Packer provides a framework and configuration format for creating identical
machine images to launch into any environment, such as VirtualBox, VMware,
Amazon EC2, etc. Because this build process is automated, you can develop in
VirtualBox, then deploy to EC2 with an identical image.
## Quick Start
First, get Packer by either downloading a pre-built Packer binary for
your operating system or [downloading and compiling Packer yourself](#developing-packer).
After Packer is installed, build your first machine image.
```
$ packer build quick-start.json
...
```
Packer will build an AMI according to the "quick-start" template. The AMI
will be available in your AWS account. To delete the AMI, you must manually
delete it using the [AWS console](https://console.aws.amazon.com/). Packer
builds your images, it does not manage their lifecycle. Where they go, how
they're run, etc. is up to you.
## Templates
Templates are static configurations that describe what machine images
you want to create, how to create them, and what format you finally want
them to be in.
Packer reads a template and builds all the requested machine images
in parallel.
Templates are written in [TOML](https://github.com/mojombo/toml). TOML is
a fantastic configuration language that you can learn in minutes, and is
very human-readable as well.
First, a complete template is shown below. Then, the details and
structure of a template are discussed:
```toml
name = "my-custom-image"
[builder.amazon-ebs]
source = "ami-de0d9eb7"
[provision]
[provison.shell]
type = "shell"
path = "script.sh"
[output]
[output.vagrant]
```
Templates are comprised of three parts:
* **builders** (1 or more) specify how the initial running system is
built.
* **provisioners** (0 or more) specify how to install and configure
software from within the base running system.
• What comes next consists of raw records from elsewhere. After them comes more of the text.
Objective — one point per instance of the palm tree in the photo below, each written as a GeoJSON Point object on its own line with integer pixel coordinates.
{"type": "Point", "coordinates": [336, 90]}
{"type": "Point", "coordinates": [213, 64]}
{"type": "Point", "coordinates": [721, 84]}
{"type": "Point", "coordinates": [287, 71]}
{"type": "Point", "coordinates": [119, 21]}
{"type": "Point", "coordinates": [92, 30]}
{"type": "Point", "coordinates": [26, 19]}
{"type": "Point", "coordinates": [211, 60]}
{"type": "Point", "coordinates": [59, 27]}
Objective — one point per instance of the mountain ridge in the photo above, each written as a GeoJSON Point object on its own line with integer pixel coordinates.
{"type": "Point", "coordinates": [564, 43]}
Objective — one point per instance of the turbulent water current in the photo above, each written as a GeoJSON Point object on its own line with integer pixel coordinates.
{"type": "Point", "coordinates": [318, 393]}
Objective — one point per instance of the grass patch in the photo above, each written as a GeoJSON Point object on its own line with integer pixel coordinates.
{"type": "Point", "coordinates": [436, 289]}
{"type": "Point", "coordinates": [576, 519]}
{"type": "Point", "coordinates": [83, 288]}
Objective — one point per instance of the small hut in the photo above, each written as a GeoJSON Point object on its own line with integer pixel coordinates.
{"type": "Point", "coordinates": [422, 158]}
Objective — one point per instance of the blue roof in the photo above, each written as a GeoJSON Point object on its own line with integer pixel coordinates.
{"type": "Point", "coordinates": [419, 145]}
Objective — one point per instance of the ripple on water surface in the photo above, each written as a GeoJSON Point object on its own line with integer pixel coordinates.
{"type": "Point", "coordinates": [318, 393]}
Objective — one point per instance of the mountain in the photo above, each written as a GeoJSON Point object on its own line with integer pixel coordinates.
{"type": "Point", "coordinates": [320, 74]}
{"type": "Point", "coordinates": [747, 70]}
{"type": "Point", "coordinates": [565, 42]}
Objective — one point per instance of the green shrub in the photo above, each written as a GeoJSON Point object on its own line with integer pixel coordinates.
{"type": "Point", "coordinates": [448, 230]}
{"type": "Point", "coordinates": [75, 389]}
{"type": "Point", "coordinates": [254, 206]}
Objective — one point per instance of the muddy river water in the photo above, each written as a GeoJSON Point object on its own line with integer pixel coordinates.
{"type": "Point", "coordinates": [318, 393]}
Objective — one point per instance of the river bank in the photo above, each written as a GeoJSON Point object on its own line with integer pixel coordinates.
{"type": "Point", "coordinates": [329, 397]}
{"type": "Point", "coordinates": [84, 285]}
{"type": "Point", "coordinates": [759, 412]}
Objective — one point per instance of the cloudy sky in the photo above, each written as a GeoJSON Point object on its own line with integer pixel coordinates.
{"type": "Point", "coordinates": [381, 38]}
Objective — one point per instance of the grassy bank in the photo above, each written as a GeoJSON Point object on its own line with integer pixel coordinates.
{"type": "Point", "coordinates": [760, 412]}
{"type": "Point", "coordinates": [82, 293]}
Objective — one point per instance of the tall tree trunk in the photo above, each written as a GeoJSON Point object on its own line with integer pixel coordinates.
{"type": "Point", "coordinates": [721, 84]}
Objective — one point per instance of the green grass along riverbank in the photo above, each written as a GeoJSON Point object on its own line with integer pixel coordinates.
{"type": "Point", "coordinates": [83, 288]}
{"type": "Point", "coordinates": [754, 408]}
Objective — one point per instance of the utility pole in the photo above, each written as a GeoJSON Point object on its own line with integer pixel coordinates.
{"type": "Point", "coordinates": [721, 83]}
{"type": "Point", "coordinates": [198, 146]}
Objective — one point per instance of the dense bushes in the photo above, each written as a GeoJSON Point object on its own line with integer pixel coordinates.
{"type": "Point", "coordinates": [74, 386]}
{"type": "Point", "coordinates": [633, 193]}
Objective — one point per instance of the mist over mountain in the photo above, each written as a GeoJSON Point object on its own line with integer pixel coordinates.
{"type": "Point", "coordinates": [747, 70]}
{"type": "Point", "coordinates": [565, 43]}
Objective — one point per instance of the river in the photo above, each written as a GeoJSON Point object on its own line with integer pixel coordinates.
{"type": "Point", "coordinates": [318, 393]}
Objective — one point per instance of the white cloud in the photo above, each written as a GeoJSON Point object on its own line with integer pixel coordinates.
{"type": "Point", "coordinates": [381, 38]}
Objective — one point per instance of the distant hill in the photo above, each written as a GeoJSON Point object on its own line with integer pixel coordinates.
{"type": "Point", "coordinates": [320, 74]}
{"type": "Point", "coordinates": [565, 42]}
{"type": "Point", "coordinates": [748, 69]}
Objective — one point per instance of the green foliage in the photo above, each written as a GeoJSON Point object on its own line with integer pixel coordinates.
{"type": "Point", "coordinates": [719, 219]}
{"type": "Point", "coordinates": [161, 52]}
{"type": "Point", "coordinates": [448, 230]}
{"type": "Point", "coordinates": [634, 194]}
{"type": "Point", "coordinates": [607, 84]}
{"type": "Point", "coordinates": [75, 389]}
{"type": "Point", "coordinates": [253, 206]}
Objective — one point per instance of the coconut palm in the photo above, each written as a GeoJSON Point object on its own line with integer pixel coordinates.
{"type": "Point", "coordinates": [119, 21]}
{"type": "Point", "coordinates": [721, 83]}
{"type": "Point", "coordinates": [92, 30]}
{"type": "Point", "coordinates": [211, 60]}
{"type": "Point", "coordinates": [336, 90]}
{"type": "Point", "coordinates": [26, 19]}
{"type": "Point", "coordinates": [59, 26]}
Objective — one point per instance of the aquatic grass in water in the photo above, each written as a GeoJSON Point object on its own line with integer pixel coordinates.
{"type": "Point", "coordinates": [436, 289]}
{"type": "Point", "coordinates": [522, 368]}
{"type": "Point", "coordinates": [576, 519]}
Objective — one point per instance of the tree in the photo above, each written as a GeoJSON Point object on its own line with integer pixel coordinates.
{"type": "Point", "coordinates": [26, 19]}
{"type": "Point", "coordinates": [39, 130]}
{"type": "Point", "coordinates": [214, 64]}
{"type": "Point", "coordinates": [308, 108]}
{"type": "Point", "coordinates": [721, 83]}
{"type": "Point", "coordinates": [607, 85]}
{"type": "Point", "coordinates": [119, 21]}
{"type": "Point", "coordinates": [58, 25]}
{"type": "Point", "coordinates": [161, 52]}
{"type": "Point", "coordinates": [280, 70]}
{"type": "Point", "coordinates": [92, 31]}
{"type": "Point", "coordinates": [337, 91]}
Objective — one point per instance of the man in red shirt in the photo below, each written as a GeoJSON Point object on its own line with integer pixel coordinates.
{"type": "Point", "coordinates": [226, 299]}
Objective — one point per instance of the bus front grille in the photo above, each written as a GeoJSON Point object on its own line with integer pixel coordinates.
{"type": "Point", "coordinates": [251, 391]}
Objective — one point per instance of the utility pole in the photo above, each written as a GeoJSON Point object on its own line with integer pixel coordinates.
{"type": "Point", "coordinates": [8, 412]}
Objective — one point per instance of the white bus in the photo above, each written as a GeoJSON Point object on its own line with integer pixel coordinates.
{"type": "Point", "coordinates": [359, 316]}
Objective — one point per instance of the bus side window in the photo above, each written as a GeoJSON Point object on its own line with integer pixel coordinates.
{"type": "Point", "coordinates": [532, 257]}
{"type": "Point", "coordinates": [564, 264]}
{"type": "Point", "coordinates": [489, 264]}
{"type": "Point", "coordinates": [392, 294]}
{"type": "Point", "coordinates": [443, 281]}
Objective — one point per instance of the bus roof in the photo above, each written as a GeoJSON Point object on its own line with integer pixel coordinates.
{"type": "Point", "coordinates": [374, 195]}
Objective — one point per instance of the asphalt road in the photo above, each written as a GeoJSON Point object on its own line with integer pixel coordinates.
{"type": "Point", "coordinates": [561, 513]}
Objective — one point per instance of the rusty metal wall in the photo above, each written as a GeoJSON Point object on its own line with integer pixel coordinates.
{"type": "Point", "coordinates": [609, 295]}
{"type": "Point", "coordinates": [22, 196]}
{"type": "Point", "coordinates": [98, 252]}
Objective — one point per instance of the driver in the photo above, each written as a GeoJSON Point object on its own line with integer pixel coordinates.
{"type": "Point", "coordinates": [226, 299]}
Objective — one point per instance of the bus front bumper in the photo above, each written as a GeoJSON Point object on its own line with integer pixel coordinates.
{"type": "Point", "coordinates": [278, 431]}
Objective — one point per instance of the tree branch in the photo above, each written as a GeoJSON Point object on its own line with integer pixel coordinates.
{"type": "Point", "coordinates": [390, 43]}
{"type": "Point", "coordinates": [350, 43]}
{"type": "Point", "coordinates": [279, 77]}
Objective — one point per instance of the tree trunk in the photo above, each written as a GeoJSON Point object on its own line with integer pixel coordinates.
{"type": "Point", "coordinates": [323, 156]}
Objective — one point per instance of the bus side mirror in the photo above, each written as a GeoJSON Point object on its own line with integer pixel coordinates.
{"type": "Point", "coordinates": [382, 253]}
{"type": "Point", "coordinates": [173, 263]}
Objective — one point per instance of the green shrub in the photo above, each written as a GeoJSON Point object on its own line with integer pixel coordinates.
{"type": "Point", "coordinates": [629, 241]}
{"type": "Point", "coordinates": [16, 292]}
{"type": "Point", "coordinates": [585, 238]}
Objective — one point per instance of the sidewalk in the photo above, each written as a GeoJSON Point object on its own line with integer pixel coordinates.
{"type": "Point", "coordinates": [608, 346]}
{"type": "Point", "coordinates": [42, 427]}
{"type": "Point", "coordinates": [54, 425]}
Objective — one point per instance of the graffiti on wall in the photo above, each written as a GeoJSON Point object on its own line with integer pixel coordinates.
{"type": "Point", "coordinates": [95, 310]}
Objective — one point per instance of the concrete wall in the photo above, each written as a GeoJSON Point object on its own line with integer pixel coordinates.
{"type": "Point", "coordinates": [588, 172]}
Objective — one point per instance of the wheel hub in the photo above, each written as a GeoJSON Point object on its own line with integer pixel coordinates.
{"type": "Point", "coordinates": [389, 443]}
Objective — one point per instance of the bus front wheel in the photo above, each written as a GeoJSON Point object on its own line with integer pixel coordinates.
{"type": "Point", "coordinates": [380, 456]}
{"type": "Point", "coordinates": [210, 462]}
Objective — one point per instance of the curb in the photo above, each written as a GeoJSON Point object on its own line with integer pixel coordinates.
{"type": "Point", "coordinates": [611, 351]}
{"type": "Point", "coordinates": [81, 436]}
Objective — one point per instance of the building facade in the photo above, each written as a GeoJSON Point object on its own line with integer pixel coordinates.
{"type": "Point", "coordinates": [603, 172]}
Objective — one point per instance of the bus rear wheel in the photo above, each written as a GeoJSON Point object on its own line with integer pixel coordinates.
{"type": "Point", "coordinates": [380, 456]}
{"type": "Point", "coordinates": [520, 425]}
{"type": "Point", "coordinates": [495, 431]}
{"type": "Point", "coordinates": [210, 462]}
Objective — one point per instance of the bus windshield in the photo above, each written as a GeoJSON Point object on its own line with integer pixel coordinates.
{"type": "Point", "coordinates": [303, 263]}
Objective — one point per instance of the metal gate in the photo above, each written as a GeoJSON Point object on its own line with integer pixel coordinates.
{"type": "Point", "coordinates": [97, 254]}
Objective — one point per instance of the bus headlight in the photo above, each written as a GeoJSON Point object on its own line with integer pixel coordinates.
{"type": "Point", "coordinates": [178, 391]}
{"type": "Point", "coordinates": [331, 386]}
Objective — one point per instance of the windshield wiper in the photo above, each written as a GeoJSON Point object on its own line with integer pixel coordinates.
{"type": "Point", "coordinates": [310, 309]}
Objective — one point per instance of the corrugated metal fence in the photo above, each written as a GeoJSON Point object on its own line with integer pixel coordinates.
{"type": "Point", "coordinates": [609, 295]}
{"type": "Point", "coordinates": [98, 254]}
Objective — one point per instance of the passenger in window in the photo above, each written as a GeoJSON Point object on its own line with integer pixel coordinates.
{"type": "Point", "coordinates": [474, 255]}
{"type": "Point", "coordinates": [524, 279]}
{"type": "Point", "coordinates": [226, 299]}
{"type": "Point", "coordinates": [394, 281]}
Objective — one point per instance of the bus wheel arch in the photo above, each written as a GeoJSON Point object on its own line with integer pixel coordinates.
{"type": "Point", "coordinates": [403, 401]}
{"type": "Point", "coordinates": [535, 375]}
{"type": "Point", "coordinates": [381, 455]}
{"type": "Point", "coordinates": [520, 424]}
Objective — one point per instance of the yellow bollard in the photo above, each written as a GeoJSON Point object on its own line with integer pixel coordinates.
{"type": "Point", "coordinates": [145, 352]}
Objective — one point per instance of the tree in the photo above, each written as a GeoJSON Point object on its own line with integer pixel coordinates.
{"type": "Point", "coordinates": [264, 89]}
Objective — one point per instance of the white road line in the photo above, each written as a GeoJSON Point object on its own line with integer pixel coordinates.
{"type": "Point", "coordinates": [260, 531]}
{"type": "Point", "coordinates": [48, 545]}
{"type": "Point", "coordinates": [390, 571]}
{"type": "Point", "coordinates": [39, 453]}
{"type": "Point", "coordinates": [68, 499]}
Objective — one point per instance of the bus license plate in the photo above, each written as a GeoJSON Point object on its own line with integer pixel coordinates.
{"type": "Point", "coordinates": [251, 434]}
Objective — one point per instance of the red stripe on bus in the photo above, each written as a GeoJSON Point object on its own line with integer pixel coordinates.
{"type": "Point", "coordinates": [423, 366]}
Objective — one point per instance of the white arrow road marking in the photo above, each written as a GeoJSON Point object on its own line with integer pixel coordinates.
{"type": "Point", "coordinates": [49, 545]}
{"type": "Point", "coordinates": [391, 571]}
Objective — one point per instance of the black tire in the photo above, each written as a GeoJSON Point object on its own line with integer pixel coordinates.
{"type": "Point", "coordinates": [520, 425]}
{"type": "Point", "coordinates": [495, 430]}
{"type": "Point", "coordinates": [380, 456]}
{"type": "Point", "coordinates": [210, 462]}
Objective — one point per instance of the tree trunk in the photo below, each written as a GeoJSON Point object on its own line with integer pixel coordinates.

* **outputs** (0 or more) specify what to do with the completed system.
For example, these can output [Vagrant](http://www.vagrantup.com)-compatible
boxes, gzipped files, etc.
## Developing Packer
If you wish to work on Packer itself, you'll first need [Go](http://golang.org)
installed (version 1.1+ is _required_). Next, clone this repository then just type `make`.
In a few moments, you'll have a working `packer` executable:
```
$ make
...
$ bin/packer
...
```
You can run tests by typing `make test`. This will run tests for Packer core
along with all the core builders and commands and such that come with Packer.